Publisher: Designer: Artist: Year:
Fantasy Flight Games
Richard Borg, Corey Koiecka
Command and Colors wargame
Theme and What is it?
Miniature wargaming can be a huge barrier of entry for curious gamers. From not knowing where to start or knowing people to play with, to the realization that you will be eating cups of noodles for a month after going all in on your brand new 2000 point army. Is this the case for all wargaming systems? Of course not. Arguably, they all have their own pitfalls to accessibility.
However when Richard Borg created the “Command and Colors” system for Battlecry in 2000, it paved the way for not only a very innovative system, but one that featured accessible head to head wargaming battles - all in one box!
Since Fantasy Flight Games announced their upcoming Runewars Miniatures Game, I thought we should take a look back and review another title that takes place in the same world of Terrinoth. A game that has the “Command and Colors” treatment. I’m talking about, Battlelore 2nd edition.
In Battlore 2nd edition you are taking control of either the noble Daqan Lords, or the demonic Uthuk Y’llan. Each game set up starts with players choosing a scenario card that will create their half of the board with terrain and objectives. Players then choose the units they wish to deploy by spending their “Muster Points” to create an army.
Both players take deployment cards for each unit and decoy cards and arrange them face down on their half of the board, creating an uncertain “Fog of War” like atmosphere. Then both players reveal the cards they’ve deployed face up and remove all the decoy cards. This is usually the point when one or both players laugh and groan as to what the future will hold. Players place their miniatures where the unit cards were placed and grab a hand of 6 Command cards and 3 Lore cards to begin.
A players turn in Battlelore is played over a series of 7 “Steps”. The first “Step” is the “Command Step”. This is where you play a Command card to determine what side of the board you activate and/or what units you will use this turn. You see, the board is separated into 3 parts (left, middle, and right). When you choose a Command card it will tell you what side of the board you can activate.
So by playing a “Left” card, the units that occupy spaces on the left half of the board have the opportunity to activate this round. Activated units proceed onto the “Move Step” and “Attack Step”. During the “Victory Step”, players who occupy spaces containing banners can earn Victory Points to inch them closer to their ...uhhhh…Victory! In the last 2 steps, “Draw Step” and “Lore Step”, players will draw a command card and have the option to take Lore cards and tokens. The tokens are the currency you use to activate devastating Lore cards against your opponent to change the tide of battle.
Battlelore is my first and only foray into the “Command and Colors” system. It has really interested me in trying out more of Richard Borg’s other titles like Memoir 44’, Battlecry and Ancients.
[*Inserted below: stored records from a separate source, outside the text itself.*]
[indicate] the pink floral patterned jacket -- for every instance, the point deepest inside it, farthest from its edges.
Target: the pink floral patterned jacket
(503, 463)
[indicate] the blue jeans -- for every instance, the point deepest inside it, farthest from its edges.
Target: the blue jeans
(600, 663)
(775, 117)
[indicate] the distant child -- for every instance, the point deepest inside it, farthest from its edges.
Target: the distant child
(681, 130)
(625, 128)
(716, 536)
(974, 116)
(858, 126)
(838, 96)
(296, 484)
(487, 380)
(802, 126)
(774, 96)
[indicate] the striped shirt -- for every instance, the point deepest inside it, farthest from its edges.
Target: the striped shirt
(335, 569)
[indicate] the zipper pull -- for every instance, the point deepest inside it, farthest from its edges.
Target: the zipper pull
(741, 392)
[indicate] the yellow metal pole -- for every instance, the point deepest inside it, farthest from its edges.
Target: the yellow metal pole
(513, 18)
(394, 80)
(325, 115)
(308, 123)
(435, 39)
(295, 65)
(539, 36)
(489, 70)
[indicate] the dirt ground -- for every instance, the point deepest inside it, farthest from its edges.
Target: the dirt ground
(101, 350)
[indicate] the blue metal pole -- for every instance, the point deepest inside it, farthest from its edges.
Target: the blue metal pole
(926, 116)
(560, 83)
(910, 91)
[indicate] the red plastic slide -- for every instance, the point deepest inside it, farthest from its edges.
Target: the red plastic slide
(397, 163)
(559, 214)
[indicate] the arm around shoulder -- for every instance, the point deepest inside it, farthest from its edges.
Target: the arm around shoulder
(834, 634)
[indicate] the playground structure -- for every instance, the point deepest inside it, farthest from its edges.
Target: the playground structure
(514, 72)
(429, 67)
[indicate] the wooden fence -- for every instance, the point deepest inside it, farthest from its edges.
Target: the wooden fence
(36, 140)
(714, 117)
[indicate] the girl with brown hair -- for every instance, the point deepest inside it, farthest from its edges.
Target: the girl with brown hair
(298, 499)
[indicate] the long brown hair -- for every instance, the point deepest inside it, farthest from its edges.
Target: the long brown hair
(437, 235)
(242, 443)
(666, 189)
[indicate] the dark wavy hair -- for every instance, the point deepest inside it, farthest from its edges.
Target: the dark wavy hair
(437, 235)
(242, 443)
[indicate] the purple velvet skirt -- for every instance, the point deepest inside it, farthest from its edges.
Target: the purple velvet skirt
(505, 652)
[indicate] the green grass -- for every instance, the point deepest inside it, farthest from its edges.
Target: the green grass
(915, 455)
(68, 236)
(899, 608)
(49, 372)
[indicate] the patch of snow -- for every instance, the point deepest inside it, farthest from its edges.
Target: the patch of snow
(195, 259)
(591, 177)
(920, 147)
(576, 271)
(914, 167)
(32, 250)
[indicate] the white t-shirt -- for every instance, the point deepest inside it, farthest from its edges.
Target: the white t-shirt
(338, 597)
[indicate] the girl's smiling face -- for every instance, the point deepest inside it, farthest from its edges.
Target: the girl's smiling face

Set up time can be a bit long. Although, the set up itself is like a mini game of deploying troops and guessing to see where your opponent might be bulking up his forces. So I can forgive the lengthy set up time.
Quality of Components and Insert
The miniatures and components are of what you would typically expect from a top notch Fantasy Flight Game. The 92 miniatures that come with the game are wonderfully detailed with a large variety for both sides. As with most Fantasy Flight Games, the insert is as good as firewood. The Command cards and Lore cards are very clear, precise, and accompanied by beautiful artwork. Plenty of tokens, but not to many too make it seem fiddly.
The artwork for the game is just gorgeous. From the grass plans of the board where the battles unfold, to the art that visually describes the unbridled wrath you will bring upon your opponent with Lore cards. There are several artists that worked on this game and the cohesion between all of their styles marries wonderfully.
Everyone I have played this game with has always had a great time, including my kids. Games tend to run a little longer I’ve noticed for people who are more familiar with the rules, but that’s to be expected. More experience, more strategy. But that’s not to say someone who has never played before can’t beat the pants off someone who has played many times before. I should know.
Difficulty and age range suggestion
Among all the board games I play, I’m also a miniature wargamer. With all honesty, Battlelore hits the table much more often than any of the other miniature wargames I have. Why? Because Battlelore scratches that same itch with much less effort. I can bring Battlelore to game night and get anyone to play with me, even my kids. When I bring out Warhammer 40k or Frostgrave to someone who hasn’t played before, I have to break out the books for references, terrain, all the miniatures (which isn’t a bad thing) and try to teach someone the learning curve of those games. This can be a daunting task not only for me, but also for the person who is feeling very overwhelmed by the rules and magnitude of the game. Battlelore is a very easy game to teach and learn. With that said, Battlelore doesn’t possess the same type freedom a typical wargame has. But with the lack of freedom comes an incredible system that “Command and Colors” can only bring.